“They say time will make all this go away,
But its time that has taken my tomorrows, and turned them into yesterday”
Ben Harper – Walk Away
I remember when my sister passed away for so long people said “Time will help” “Give it time, and you will feel better”. Time. Time. Time. Really?
It’s been almost 2 years since she “passed away” (there’s another thing. Why does everyone hate the word died or dead? To me, it is just the truth. Death sucks, no matter how you say it so why not call it what it is? An ugly, unfair test of life we all have to pass.). Two years and I don’t feel any better about it.
I think what people mean to say is “Time will make you numb”. To me, that is all it has done. I still miss her and think about her every day. Each time I think about her I could cry, and retreat to my peaceful solitude. It doesn’t make me feel any better about it. I just have become numb to the thought of her not being around.
Numb - deprived of feeling through cold, shock, etc.
Numb. Not better.
Yeah, okay I know there is a lot that can be said “Well Taylor, she is in a better place”, “Death doesn’t have to be ugly and unfair”, “Of course you will miss her, but time does make it easier”.
Now, don't take this rant the wrong way. I know she is in a better place, I never said I wanted her to come back and live in pain. I know death isn’t ugly or unfair for the person dying . . . the problem isn’t with the person who dies. It’s with the living. It is unfair and ugly for us. It always will be. Someone who was a part of your life is ripped away never again to be seen.
Comeback: “They are still with you, just in a different way. She will always be with you.”
My response: “Bullshit.”
The truth is people come up with these “idealistic” responses because it makes them feel better to know they said something that just might make you feel better. When you lose an immediate family member, you hear all the lines in the book. F.Y.I. – none of them made me feel any better. I just learned to fake it until I wasn’t getting fed rehearsed lines anymore.

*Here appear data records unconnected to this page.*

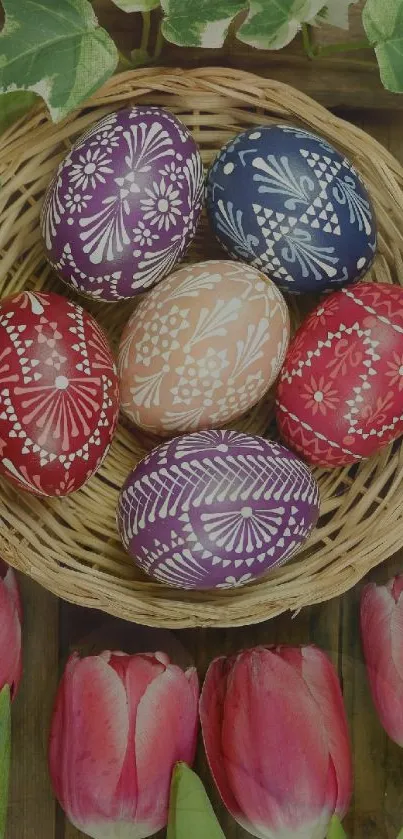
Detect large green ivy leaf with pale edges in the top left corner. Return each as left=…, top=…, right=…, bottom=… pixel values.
left=0, top=0, right=118, bottom=120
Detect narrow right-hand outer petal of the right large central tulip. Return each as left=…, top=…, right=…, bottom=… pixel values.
left=302, top=646, right=353, bottom=818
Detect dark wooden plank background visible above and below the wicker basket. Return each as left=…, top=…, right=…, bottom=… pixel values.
left=7, top=0, right=403, bottom=839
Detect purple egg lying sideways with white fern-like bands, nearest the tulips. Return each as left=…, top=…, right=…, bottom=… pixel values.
left=117, top=431, right=319, bottom=589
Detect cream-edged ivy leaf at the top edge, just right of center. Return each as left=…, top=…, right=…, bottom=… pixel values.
left=238, top=0, right=324, bottom=50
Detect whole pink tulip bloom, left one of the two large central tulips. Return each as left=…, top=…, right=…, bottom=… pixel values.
left=49, top=652, right=199, bottom=839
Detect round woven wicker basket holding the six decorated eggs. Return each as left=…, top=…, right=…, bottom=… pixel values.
left=0, top=68, right=403, bottom=627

It may seem like I am feeling sorry for myself or throwing a “pity party” and you know what?
I get sick and tired of being strong and putting on this show for people. I can feel like shit for however long I would like, be it 2 years or 20 years, because I lost my only sister and my best friend. I don’t need attention or “Sorry” and “It will be ok’s” from people, because it’s just more regurgitated lines. I think people emphasize moving on from the loss of a loved one too quickly.
So . . . for all of you who have lost someone, you don’t always need to be strong and act like life is back to normal. It will never be normal again. Ever.
Call me crazy, but to me that is NOT ok! I am not ok without her. I am a completely different person without her in my life and I can’t ever go back.
Yes, life moves on. We progress. If we didn’t? We would end up living on the street. Can’t have that. So we soldier on, fulfilling our day to day responsibilities to live the life we consider so precious.
Dramatic. Yup, I am. I will own that and by golly, I will own the fact that I am sad. Sad about losing the best person I had in my life.